The fastest spreading worm ever emerged from nowhere on Monday, January 26th, 2004. Shortly after its release into the wild it accounted for around 30% of email traffic worldwide. Correct. Almost 30% of the whole email traffic in the world was solely caused by this very worm. The hero of the day was later called Mydoom.

Mydoom spread through email and – popular at the time – Kazaa Peer-To-Peer network. Most of the email subjects suggested transmission errors, mail delivery failures, tests or server reports. The lure was to open an attachment, which, when executed, sent out the worm through user’s address book and network shares.

Opening of the attachment led to two adverse activities. Firstly, any infected machine was used for a DDoS (Distributed Denial of Service) attack on 1st of February 2004 against the SCO Group, American software company. Secondly, a backdoor listening on the first available TCP port between 3127 and 3198 was installed. The latter enabled an adversary to turn an infected machine into a proxy, but also opened the doors for executing any additional malicious pieces of code.

Soon it was not only about the SCO Group. The second variant went bigger targeting Microsoft. Both to-be-victims offered $250 000 for any information leading to the arrest of the worm creator. There was FBI involved and a lot of publicity.  

Despite the overwhelming sense of urgency on the defense side, Mydoom – using over one million machines – managed to take down the SCO domain. It did not work with Microsoft though. They managed to prepare themselves well enough.

Both variants had their expiration date hardcoded. The first one retired on 12th of February. The second one on the 1st of March. Was it supposed to be one-time shot? With a specific purpose, written on demand? There was a clue indicating such a scenario. Take a look:

andy; I’m just doing my job, nothing personal, sorry,

This was the message embedded in the code of the worm. This ‘job’ caused billion dollars’ worth losses around the globe. At the time Mikko Hyppönen described Mydoom as ‘the worst email worm incident in history’. Well… actually the real fun was just about to start.

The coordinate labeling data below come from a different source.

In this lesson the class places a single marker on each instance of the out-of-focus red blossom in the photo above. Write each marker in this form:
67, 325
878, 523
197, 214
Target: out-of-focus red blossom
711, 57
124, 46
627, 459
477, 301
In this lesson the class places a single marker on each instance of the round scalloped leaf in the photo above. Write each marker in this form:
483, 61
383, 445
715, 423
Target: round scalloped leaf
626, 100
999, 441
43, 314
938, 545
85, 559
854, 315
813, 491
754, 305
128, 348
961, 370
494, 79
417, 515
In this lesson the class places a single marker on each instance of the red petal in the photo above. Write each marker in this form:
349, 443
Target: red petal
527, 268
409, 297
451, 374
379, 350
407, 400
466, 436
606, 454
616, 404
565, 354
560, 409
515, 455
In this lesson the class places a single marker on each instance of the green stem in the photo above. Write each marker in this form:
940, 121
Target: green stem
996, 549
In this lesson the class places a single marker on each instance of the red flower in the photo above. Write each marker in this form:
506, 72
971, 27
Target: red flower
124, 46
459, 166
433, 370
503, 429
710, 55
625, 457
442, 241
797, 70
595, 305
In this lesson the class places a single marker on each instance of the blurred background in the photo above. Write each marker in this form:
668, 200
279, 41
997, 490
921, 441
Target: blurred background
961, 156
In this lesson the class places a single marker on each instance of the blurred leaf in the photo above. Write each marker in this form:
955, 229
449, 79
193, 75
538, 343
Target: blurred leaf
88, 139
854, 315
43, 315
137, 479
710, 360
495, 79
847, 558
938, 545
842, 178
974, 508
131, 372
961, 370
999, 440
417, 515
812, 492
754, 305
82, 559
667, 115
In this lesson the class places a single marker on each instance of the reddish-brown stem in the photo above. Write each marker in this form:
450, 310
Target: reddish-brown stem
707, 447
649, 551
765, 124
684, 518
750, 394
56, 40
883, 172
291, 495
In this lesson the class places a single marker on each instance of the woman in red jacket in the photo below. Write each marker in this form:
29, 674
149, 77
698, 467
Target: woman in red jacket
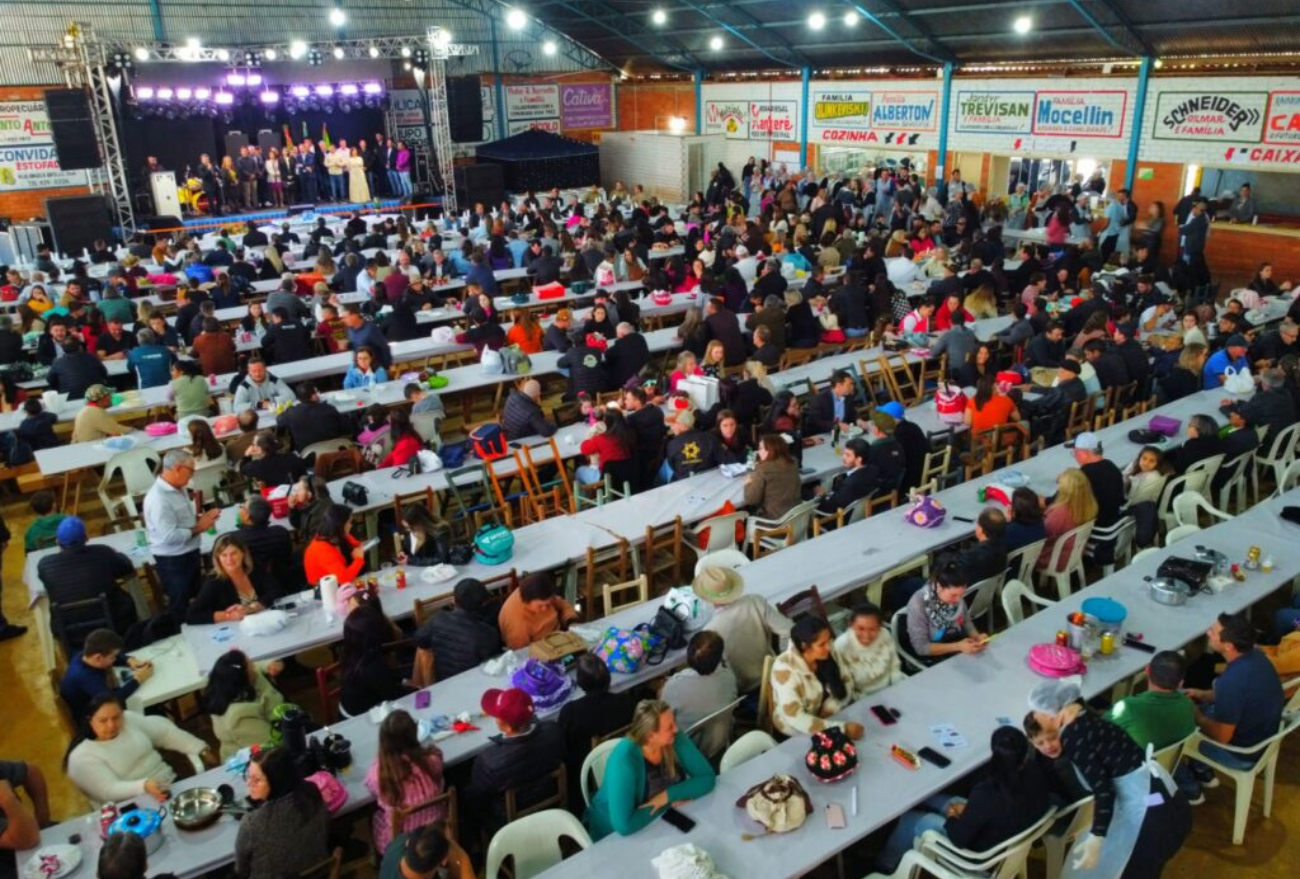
333, 549
406, 442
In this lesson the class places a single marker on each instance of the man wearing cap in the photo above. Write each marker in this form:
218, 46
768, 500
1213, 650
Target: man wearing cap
1139, 818
174, 529
82, 571
1233, 354
521, 758
92, 421
746, 623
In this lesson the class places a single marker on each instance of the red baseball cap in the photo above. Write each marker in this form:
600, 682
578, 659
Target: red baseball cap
511, 706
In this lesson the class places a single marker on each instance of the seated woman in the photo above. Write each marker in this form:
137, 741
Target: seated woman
287, 831
242, 702
333, 549
364, 371
1073, 506
115, 754
653, 767
235, 587
774, 486
403, 774
807, 683
939, 623
1009, 800
866, 653
368, 679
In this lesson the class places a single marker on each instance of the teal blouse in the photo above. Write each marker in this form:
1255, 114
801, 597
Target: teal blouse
615, 805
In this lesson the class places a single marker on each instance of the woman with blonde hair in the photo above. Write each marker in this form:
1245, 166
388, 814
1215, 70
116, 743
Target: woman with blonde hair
655, 766
1073, 506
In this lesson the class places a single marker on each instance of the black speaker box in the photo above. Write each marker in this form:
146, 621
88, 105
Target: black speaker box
464, 109
78, 221
480, 183
72, 128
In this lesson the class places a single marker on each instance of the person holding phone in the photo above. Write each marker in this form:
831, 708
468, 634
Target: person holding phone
654, 767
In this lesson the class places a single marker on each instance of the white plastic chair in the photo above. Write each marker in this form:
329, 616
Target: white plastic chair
1022, 562
532, 843
1190, 505
1067, 549
1181, 532
746, 748
935, 853
138, 468
1266, 765
593, 767
1279, 454
1014, 593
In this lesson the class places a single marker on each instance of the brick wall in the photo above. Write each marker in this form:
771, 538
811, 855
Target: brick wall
30, 203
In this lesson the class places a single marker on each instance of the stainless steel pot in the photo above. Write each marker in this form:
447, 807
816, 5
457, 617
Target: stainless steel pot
1165, 590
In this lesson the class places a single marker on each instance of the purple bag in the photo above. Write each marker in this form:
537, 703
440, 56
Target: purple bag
1165, 425
546, 683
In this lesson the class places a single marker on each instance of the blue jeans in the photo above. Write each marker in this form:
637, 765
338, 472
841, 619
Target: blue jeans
180, 579
911, 825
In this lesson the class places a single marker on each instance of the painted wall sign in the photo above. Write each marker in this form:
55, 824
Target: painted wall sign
1283, 122
35, 167
1080, 113
586, 105
989, 112
1210, 116
529, 102
24, 122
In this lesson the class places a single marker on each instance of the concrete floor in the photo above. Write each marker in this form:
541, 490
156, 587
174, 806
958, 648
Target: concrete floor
30, 730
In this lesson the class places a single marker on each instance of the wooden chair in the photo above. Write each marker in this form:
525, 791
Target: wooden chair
329, 688
398, 817
662, 551
615, 594
558, 800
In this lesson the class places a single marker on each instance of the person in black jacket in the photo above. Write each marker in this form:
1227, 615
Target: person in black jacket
286, 340
585, 364
627, 356
464, 635
593, 717
368, 679
311, 420
521, 416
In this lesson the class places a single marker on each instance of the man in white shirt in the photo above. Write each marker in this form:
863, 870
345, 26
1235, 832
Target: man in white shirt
174, 529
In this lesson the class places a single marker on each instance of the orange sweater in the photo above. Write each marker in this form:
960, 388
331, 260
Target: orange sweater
323, 558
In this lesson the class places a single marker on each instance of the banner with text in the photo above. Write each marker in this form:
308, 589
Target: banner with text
589, 105
885, 117
1080, 113
540, 102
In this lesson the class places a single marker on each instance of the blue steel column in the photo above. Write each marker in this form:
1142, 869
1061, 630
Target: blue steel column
700, 102
1135, 130
806, 74
943, 125
495, 77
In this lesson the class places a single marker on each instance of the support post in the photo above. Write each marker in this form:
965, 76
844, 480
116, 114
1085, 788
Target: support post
805, 77
1135, 130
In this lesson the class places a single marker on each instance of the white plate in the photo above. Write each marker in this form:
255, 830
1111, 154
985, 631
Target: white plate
61, 860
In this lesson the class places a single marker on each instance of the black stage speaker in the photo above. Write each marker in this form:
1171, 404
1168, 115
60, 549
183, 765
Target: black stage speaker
480, 183
78, 221
234, 139
73, 130
464, 109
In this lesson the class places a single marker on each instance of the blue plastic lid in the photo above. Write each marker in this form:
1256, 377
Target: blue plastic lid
1106, 610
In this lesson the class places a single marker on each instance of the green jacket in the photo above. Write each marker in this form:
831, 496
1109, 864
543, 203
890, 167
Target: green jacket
615, 805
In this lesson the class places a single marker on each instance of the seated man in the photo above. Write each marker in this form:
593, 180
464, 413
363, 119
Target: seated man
1243, 709
533, 610
1161, 715
79, 571
99, 669
521, 758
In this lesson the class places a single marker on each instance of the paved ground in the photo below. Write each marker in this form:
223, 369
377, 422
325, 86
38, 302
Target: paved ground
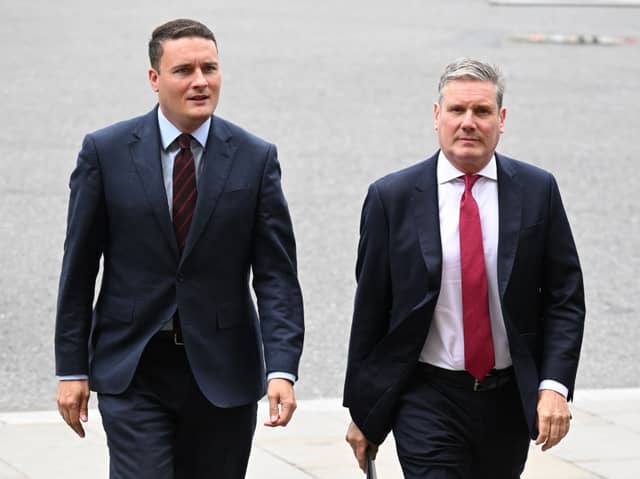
603, 443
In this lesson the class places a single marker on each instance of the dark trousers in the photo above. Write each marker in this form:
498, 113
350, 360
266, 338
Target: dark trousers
446, 430
162, 427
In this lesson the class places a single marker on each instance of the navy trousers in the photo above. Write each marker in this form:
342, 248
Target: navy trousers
444, 430
162, 427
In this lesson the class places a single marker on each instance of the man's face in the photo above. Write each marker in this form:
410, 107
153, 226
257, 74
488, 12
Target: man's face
469, 123
188, 81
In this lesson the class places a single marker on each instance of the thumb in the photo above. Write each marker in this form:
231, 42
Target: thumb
84, 409
274, 411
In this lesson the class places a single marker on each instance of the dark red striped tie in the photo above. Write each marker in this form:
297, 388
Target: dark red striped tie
184, 189
479, 356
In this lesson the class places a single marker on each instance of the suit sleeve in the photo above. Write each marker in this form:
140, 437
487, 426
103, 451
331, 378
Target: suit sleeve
563, 298
83, 246
373, 294
275, 280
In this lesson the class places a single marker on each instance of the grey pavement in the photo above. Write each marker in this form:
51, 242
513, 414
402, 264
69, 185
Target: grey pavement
604, 442
345, 89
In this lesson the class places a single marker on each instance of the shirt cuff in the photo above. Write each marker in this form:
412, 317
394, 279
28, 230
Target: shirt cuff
281, 375
554, 386
73, 377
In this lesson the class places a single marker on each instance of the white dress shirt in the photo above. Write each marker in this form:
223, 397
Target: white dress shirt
444, 346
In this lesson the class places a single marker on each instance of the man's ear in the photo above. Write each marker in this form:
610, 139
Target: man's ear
153, 80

There were just about a bit more than two weeks of peaceful spreading of Mydoom. Almost uninterrupted. Full success leaving thousands of backdoors operating on infected machines. Until there was Monday, 16th of February 2004. Can-you-top-this game started-off.

Out of nowhere emerged a 17-year-old German malware enthusiast Sven Jaschar and his creation – NetSky. Another network-spreading worm, which managed to easily distribute itself worldwide. Another one luring its victims through social engineered emails. With just one difference. NetSky was literally chasing down Mydoom. Its sole purpose was to remove or disable it.

The real playground-style brawl started on Wednesday, 25th of February. This is what was found inside the code of NetSky.C:

We are the skynet – you can’t hide yourself! – we kill malware writers (they have no chance!) – [LaMeRz–>]MyDoom.F is a thief of our idea! SkyNet AV vs. Malware.

Pretty compelling, right?


The more the merrier. NetSky was actually hunting down not only the famous Mydoom. In fact, there was yet another target – Bagle. One more network-spreading worm, with its own SMTP engine, joyfully installing backdoors.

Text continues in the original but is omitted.